Девяностые - Сенчин Роман Валерьевич. Страница 17
– Ну все. Свободен.
Неужели закончилось?
Улыбаюсь:
– Спасибо за заботу. Столько людей!.. А можно я про вас поэму сочиню?
Усталая женщина говорит:
– О нас, Рома, лучше в прозе.
– Хорошо, попробую в прозе.
И вот я на улице. Весна кругом!
Только здесь ощущаю, как же мерзко пахнет там, в здании за спиной.

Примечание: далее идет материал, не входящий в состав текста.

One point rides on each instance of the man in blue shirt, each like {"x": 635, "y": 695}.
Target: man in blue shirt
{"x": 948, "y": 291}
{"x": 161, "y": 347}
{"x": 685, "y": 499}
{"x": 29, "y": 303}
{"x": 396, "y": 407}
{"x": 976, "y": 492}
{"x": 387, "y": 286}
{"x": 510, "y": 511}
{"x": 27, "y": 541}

Утро. Солнышко. Люди ходят, ничего не зная.
И я пошел.
Иду, дышу. Глаза слезятся. Лужи. Я иду по лужам. Тепло.
– Э-эх!
Кайф.
1994
Малая жизнь
Глава первая
Этот домик пустовал несколько лет. Хозяева – старики Кудрины – умерли, сначала он, через год с небольшим она, а сын их, Виталий, давно осел в городе. После похорон матери он забил окна досками, на дверь повесил замок, ключ передал соседям и уехал, прихватив с собой несколько дорогих памяти вещей; с тех пор в родной деревне не показывался. Домик ветшал, забор местами повалился, и казалось, скоро вся усадебка придет в полнейшее запустение.
Филипьевы, соседи, сажали на кудринском огороде картошку, унесли к себе полезное в хозяйстве, кой-какую мебель, но открыто растаскивать пока не решались, ждали. И вот этой весной, в самом начале апреля, дождались – появился сухощавый молодой человек с окладистой бородой и длинными волосами, одетый в серую штормовку, истертые джинсы и обрезанные кирзовые сапоги. На плече висела большая, плотно набитая сумка, другую он нес в правой руке, а левой энергично помахивал в такт своим шагам. Шел по улице не замечая луж, смотрел на избы, видимо, отыскивая нужную. И перед кудринской остановился.
Черная и одинокая, косо вросшая в землю, скучно поглядывала она на мир сквозь щели меж досок своими маленькими окнами. Было теплое ясное утро, солнце топило остатки снега, а в домике, кажется, всегда темно, холодно, как в закупоренном погребе. Штакетник палисадника изломан, два бревнышка сгнили и упали, черемуха разрослась.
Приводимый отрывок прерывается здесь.